Unit Manager CSR & Communication Andar Titi Lestari (kiri) saat menghadiri acara Gebyar UKM 2018 di Gedung Grha Soloraya, Selasa (14 - 8/2018).(Istimewa / Pertamina)
16 Agustus 2018 04:00 WIB Chelin Indra Sushmita Nasional Share :

Solopos.com, SOLO – PT Pertamina MOR IV di Jawa Tengah (Jateng) dan Daerah Istimewa Yogyakarta (DIY) mengadakan program khusus yang bertujuan mendukung pertumbuhan usaha mikro, kecil, dan menengah (UMKM). Adapun dukungan itu berupa program kemitraan berupa pinjaman modal dengan jasa tiga persen persen pertahun dengan perhitungan saldo menurun.
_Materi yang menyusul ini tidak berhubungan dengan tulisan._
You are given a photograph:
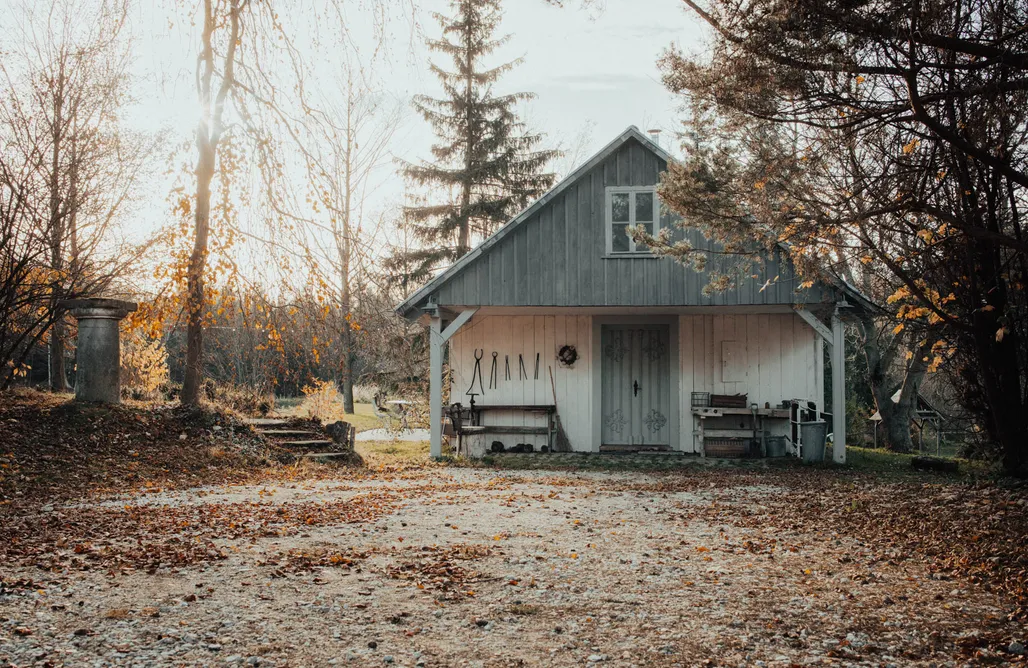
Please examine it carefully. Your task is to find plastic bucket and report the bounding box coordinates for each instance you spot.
[800,420,829,463]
Dana pinjaman yang disalurkan Pertamina ditujukan untuk meningkatkan kemampuan usaha kecil di delapan sektor usaha, yakni industri, perdagangan, pertanian, peternakan, perkebunan, perikanan dan usaha jasa.

Unit Manager CSR & Communication Pertamina MOR IV, Andar Titi Lestari, saat menghadiri acara Gebyar UKM 2018 di Gedung Grha Solo Raya, Selasa (14/08/2018), mengatakan, program kemitraan dari Pertamina dapat menjadi sumber pembiayaan UMKM yang belum masuk kategori bankable.

Kami tidak hanya sekadar memberikan pinjaman modal tapi juga membina dan mengembangkan UMKM tersebut melalui pelatihan dan pemasaran di pameran skala regional hingga Internasional,” jelas Andar Titi Lestari dalam siaran pers yang diterima Solopos.com, Rabu (15/8/2018).

Ada beberapa syarat bagi para pelaku usaha UMKM agar bisa menerima program PKBL Pertamina. "Badan usaha atau perseorangan memiliki aset bersih maksimal Rp1 miliar, tidak termasuk tanah dan bangunan. Omzet usaha tidak lebih dari Rp2,5 miliar dan kegiatan usahanya sudah berjalan setidaknya selama setahun dan berdiri sendiri,sambung Andar.

Sebagai informasi, pada 2018 Pertamina memiliki mitra binaan aktif sebanyak 713 UMKM di wilayah Jawa Tengah dan DIY, dengan total penyaluran dana modal usaha sebesar Rp33 miliar. “Melihat potensi pertumbuhan UMKM yang terus meningkat, kami berharap jumlah UMKM di Jateng dan DIY yang mendapatkan manfaat dari program kemitraan Pertamina ini terus bertambah,” tutup Andar.